One example of this is that both the 2004 sales brochure and the manual (which I scanned prior to purchasing the car) explain that a VW roof rack is available for the car. The rack was important for us so I could put our Thule box on top (hopefully as rarely as possible!) for the extra equipment my family of four requires for skiing and camping. 13 cubic feet of trunk space is not much for a car of this class. Imagine my frustration after purchasing the car to find out this was just a little error on their part, that only the SWB sold outside of the US had the fittings for the roof. I wish I had discovered the forum before purchase, except I really like the car.
I will report on my roof rack findings with a post on that thread later.


----------



## PanEuropean (Nov 3, 2001)

*Re: Troubleshooting Noise from the Steering Column (car_guy)*


_Quote, originally posted by *car_guy* »_ The repair of the steering wheel motor ran $2500 when the fixing of the shroud would have probably cost $250, at most.

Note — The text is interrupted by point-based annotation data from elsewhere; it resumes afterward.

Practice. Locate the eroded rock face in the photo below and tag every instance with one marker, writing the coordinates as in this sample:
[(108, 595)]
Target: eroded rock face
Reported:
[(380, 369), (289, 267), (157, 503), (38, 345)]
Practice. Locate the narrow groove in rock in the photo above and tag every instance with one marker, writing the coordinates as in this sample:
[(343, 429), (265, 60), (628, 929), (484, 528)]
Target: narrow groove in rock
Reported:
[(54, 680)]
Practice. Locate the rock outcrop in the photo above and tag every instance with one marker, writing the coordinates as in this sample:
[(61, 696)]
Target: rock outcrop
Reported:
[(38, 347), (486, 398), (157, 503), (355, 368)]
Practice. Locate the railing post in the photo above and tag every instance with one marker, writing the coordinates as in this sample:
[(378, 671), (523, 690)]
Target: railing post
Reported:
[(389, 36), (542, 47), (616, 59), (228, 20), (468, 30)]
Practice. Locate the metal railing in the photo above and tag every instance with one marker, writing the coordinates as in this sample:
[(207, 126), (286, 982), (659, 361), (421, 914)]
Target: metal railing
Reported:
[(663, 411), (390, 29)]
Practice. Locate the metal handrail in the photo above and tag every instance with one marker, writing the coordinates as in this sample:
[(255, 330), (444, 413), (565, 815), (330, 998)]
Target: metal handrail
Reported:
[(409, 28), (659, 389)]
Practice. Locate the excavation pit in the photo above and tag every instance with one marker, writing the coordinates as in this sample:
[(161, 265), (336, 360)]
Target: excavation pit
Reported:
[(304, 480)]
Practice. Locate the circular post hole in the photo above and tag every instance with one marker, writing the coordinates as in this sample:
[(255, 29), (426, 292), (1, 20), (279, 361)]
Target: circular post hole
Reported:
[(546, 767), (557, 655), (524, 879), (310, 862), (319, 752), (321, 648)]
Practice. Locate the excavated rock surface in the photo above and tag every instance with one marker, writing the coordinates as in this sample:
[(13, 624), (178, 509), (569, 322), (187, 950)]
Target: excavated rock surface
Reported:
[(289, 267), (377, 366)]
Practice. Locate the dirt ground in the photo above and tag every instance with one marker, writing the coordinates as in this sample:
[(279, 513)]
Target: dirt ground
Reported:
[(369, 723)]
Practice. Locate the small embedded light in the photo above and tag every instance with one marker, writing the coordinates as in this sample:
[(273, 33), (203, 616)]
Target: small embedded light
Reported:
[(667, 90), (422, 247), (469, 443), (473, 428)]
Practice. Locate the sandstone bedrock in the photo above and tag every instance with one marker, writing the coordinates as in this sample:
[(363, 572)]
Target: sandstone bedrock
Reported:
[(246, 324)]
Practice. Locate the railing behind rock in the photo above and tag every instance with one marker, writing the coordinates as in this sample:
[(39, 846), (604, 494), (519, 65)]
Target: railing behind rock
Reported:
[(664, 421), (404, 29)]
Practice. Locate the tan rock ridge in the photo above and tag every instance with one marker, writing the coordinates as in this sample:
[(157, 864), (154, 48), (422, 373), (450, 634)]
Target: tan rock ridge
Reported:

I know - that kind of thing frustrates me greatly.
VW of NA really, really needs to improve the efficiency of how they disseminate service difficulty information out to the field. I am sure that VW AG (the parent company in Europe) has already discovered this unexpected wear and failure of the felt strip, and passed their observations out to service techs in the rest of the world. This includes sending this information to the Auburn Hills headquarters of VW of North America. The problem seems to be in Auburn Hills - lots of information goes in there from VW AG, but not too much makes it out to the techs in the field.
At least we can all be grateful that we here in the forum enjoy great support from all the VW engineering, design, and manufacturing staff in both Dresden and Wolfsburg. Hopefully we can continue to use the forum to provide useful service information to both Phaeton owners and Phaeton techs in the future.
Michael


----------



## mattsimis (Sep 19, 2005)

*Creaking/Groaning then steering left or right*

Anyone ever have this? Its not the up and down steering column movement noise, its a annoying plastic creak when steering left or right. 
I took the cover off as per:
http://forums.vwvortex.com/zerothread?id=2184137
And the felt is in place (even though this is a different movement noise I just thought to check it) and I spray lubricant around the back of the steering wheel and the area in general. It didnt really help. 
It just so stupid sounding in a car like this!


----------



## PanEuropean (Nov 3, 2001)

*Re: Creaking/Groaning then steering left or right (mattsimis)*

Matt:
Try leaving the upper cover off for a day or so and see if the noise goes away. That's the easiest way to approach troubleshooting.
Michael


----------



## remrem (Jan 20, 2008)

*Re: Troubleshooting Noise from the Steering Column (PanEuropean)*

Michael, what do you use the "Dentotape" for (as seen in your photo above of the 3M adhesive remover)?


----------



## PanEuropean (Nov 3, 2001)

*Re: Troubleshooting Noise from the Steering Column (remrem)*

Dental floss is a very useful tool for removing adhesive from surfaces. It is especially useful for removing all the badging (W12, 6.0, Phaeton, etc.) that gets stuck on the back of the NAR cars before they are exported.
Michael


----------



## mattsimis (Sep 19, 2005)

*Re: Creaking/Groaning then steering left or right (PanEuropean)*


_Quote, originally posted by *PanEuropean* »_Matt:
Try leaving the upper cover off for a day or so and see if the noise goes away. That's the easiest way to approach troubleshooting.
Michael

I took the lower panel (foot area) off and tried to isolate the noise. Its a loudish creaking/groaning noise that you can hear on small movements of the steering wheel (large sweeping movements dont make a sound). I sprayed WD40 (lube) around the area to no avail. 
My partner then noticed you can actually hear the noise outside the car too, from the engine bay! Sure enough (easier to hear with engine off) you can hear a creaking from both sides of the car slightly above mid way up the height of the wheels from behind the wheel arch liners. This is kinda worrying now, no physical issue with the steering, but that noise just shouldnt be there!


----------



## PanEuropean (Nov 3, 2001)

*Re: Creaking/Groaning then steering left or right (mattsimis)*

Matt:
If the noise is coming from a plastic cover, it will most likely be the upper of the two covers (see photos above). Hence my suggestion that you remove that cover.
Michael


----------



## mattsimis (Sep 19, 2005)

*Re: Creaking/Groaning then steering left or right (PanEuropean)*

Michael, its from the engine bay... behind the wheel (as in the road wheel) liner. It shouldnt even be in this thread!?
From the search function on Vortex, I found lots of people with "power steering creaking", common causes were strut bearings being dirty (even on new cars), power steering fluid low, aftermarket springs being too low etc.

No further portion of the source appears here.